Get Emotional
Industry Summit showcased an unstoppable shift in training and set the stage for the next event.

David Gesualdo
It is difficult to spend any amount of time with Joe St. John and not walk away inspired. As director of training for IAS, he has crafted a program designed to, in his words, “stop treating customers like idiots.” As a first-time speaker at last month’s Industry Summit, he wowed the crowd with his unique style.
He cursed. He laughed. He cried. … Well, he didn’t cry, but his mother, a former service writer, did, during a Facetime session shortly before the conference, and he snapped a photo of her weeping face. She would never allow him to share it, he said, but he showed it to us anyway and swore us to secrecy. (Whether any attendee spilled the beans to Mrs. St. John was not known at press time.)
He had a valid reason. He wanted to remind us that buying a car remains a deeply emotional experience for customers and should be for sales and F&I professionals as well. This point is easily lost in the call to move more of the transaction online, where we’re told today’s customers live. But as St. John pointed out, the same Millennials who are hyperconnected to the digital world are still humans and still crave real, in-person social interaction. What better place than the F&I office, he argued, where highly trained professionals deliver highly personalized presentations to highly educated customers?
In the pages of Auto Dealer Today magazine and its sister publication, F&I and Showroom, we are proud to run stories contributed by the very best sales and F&I trainers our industry has to offer. Not one of them will tell you to manipulate or deceive a customer. Nor will any of them tell you their dealer clients have demanded a process built to trick car buyers into spending too much on their vehicle, financing or aftermarket products.
You don’t have to believe they or their dealers are good people with love in their hearts to accept this. They know what you know: The old-school, knock-down, drag-out sales process appeals only to a narrowing slice of the car-buying public. It’s not a recipe for long-term success — certainly not with the regulators breathing down your neck — and, as St. John pointed out, it is a sure path to a flat-out blanket rejection of all the products your customers need to secure their investments.
Now that Industry Summit 2015 is (barely) behind us, it’s time to prepare for the next Compliance Summit. The first, held in Miami last November, and the second, which took Chicago by storm in April, were breakout hits that demonstrated a pronounced need for advanced compliance training with a regional focus.

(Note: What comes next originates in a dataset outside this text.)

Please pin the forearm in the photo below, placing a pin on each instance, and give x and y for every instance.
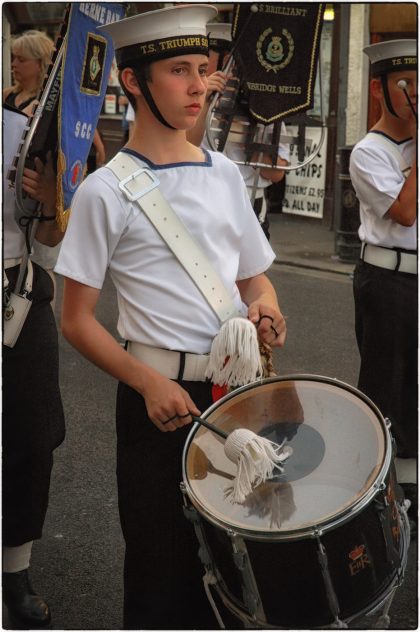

Next up is the inaugural Texas Compliance Summit in Austin on November 16–17. If you are a dealer, compliance officer or front-end sales or F&I professional, this conference is for you. We will spend the next several weeks tweaking the Compliance Summit format and crafting an agenda that speaks directly to the need for dealers in Texas and surrounding states to build a plan that will keep you and your customers safe and protect F&I profits for the long term. It can be a difficult and, yes, emotional process, but we all must have faith that our industry is going somewhere — specifically, a place where the needs of customers, dealers and the businesses that support them are perfectly aligned.